Charles-Quint, fils de Philippe le Beau et de Jeanne d’Espagne, vit le jour à Gand, le 25 février de l’an 1500. « Il naquit sur un trône, dit un historien, au pied de deux trônes. » Prince des Pays-Bas à sa majorité (1515)[1], — souverain d’Espagne, de Naples et du nouveau monde, comme héritier de Ferdinand d’Aragon et d’Isabelle de Castille (1516), — archiduc d’Autriche à la mort de son aïeul Maximilien (1519), Charles ceignit bientôt, la couronne impériale d’Allemagne, et le prince belge put dire avec orgueil : « Le soleil luit toujours sur mes états. »

§ 2. — Affaires extérieures.


1. Quatre guerres contre François Ier.1o François Ier avait aussi ambitionné le diadème impérial. Il avait, comme son heureux rival, dépensé des sommes folles Pour s’assurer les suffrages des électeurs allemands[2]. Irrité de son insuccès, il revendiqua le royaume de Naples, et déclara la guerre à Charles-Quint. Celui-ci trouva un puissant allié dans le roi d’Angleterre, Henri VIII, dont le roi de France avait blessé la vanité, dans la célèbre entrevue du Camp du Drap d’or : une criante injustice de François Ier amena aussi la trahison de son plus illustre capitaine, le connétable de Bourbon, qui passa au service de l’empereur. Bourbon remporta la victoire de Biagrasse, où périt Bayard « le chevalier sans peur et sans reproche », et chassa les Français de l’Italie. François Ier y étant bientôt rentré avec une armée, subit une sanglante défaite à Pavie, en 1525 : il dut remettre son épée au chevalier belge, Charles de Lannoy, après s’être vaillamment défendu. Le soir, il écrivit à sa mère cette phrase célèbre : « Tout est perdu fors l’honneur. »

Le roi de France fut retenu un an captif ; il ne recouvra sa liberté qu’en signant le traité de Madrid, dont les clauses étaient très onéreuses (1526).

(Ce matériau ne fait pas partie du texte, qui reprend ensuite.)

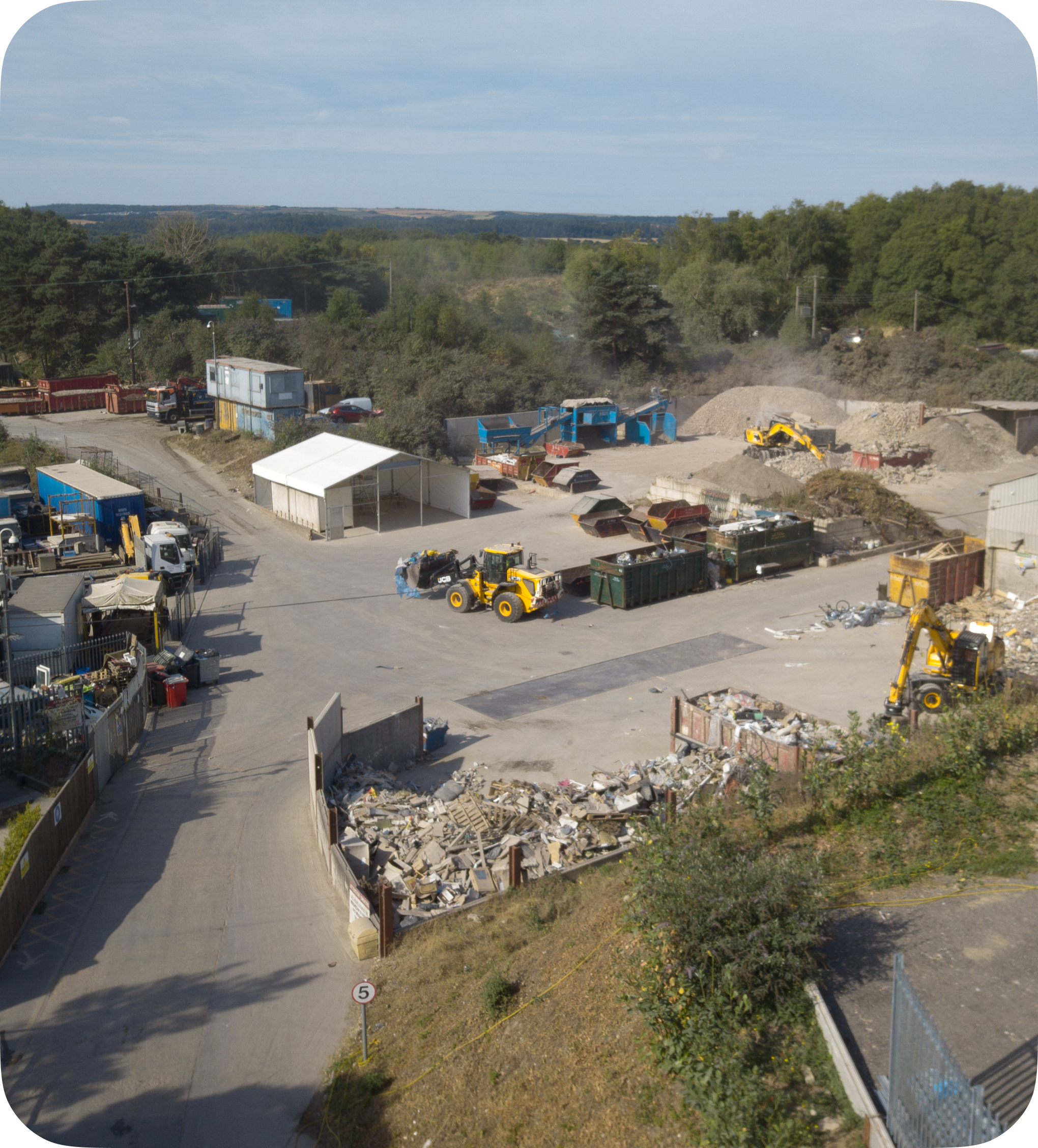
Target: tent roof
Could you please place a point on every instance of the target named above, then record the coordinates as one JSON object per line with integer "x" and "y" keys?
{"x": 81, "y": 477}
{"x": 325, "y": 461}
{"x": 126, "y": 593}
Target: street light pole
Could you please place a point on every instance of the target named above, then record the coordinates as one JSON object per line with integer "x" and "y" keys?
{"x": 11, "y": 676}
{"x": 130, "y": 335}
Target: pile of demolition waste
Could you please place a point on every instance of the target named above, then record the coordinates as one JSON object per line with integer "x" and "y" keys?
{"x": 450, "y": 846}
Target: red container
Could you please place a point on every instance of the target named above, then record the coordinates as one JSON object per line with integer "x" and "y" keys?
{"x": 862, "y": 461}
{"x": 119, "y": 401}
{"x": 176, "y": 690}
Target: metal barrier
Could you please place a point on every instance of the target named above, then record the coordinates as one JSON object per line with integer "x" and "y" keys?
{"x": 181, "y": 610}
{"x": 66, "y": 661}
{"x": 931, "y": 1101}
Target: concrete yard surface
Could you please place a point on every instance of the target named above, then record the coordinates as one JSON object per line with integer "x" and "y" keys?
{"x": 189, "y": 979}
{"x": 972, "y": 961}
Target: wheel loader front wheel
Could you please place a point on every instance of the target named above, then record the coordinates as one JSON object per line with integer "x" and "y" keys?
{"x": 459, "y": 598}
{"x": 933, "y": 700}
{"x": 509, "y": 608}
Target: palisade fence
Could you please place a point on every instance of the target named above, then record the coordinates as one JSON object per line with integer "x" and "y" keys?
{"x": 931, "y": 1102}
{"x": 211, "y": 554}
{"x": 117, "y": 732}
{"x": 105, "y": 749}
{"x": 181, "y": 610}
{"x": 67, "y": 661}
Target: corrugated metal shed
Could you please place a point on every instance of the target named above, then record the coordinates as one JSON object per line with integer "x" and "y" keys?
{"x": 47, "y": 595}
{"x": 44, "y": 611}
{"x": 1013, "y": 514}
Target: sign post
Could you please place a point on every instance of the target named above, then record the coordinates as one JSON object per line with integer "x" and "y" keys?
{"x": 363, "y": 993}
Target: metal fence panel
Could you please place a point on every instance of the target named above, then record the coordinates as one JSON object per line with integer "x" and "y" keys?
{"x": 66, "y": 661}
{"x": 182, "y": 610}
{"x": 44, "y": 849}
{"x": 932, "y": 1102}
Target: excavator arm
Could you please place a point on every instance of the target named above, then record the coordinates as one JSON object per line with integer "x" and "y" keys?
{"x": 757, "y": 437}
{"x": 922, "y": 618}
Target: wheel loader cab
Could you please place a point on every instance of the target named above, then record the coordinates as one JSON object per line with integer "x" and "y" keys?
{"x": 499, "y": 562}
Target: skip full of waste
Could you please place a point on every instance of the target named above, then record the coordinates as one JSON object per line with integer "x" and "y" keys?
{"x": 777, "y": 723}
{"x": 450, "y": 846}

2° À peine libre, le roi chevalier refusa d’exécuter des engagements qu’il avait jurés par les serments les plus solennels. Il se vantait pourtant « d’estimer plus sa parole que l’empire de l’univers ». Il s’empressa de conclure une alliance avec l’inconstant et frivole Henri VIII et le pape, et la guerre fut reprise. L’empereur triompha de la ligue. Bourbon pénétra en Italie et fit le siège de Rome. Comme il montait à l’assaut, il tomba frappé d’une balle, mais ses soldats prirent la ville et la pillèrent affreusement. De nouveaux revers contraignirent François Ier à solliciter la paix. Charles-Quint la désirait de son côté, car les Turcs en ce moment même envahissaient l’Autriche. Elle fut conclue à Cambrai par Louise de Savoie, mère du roi de France, et Marguerite d’Autriche, tante de l’empereur. La paix des Dames fixait la rançon de François Ier à 2.000.000 d’écus d’or.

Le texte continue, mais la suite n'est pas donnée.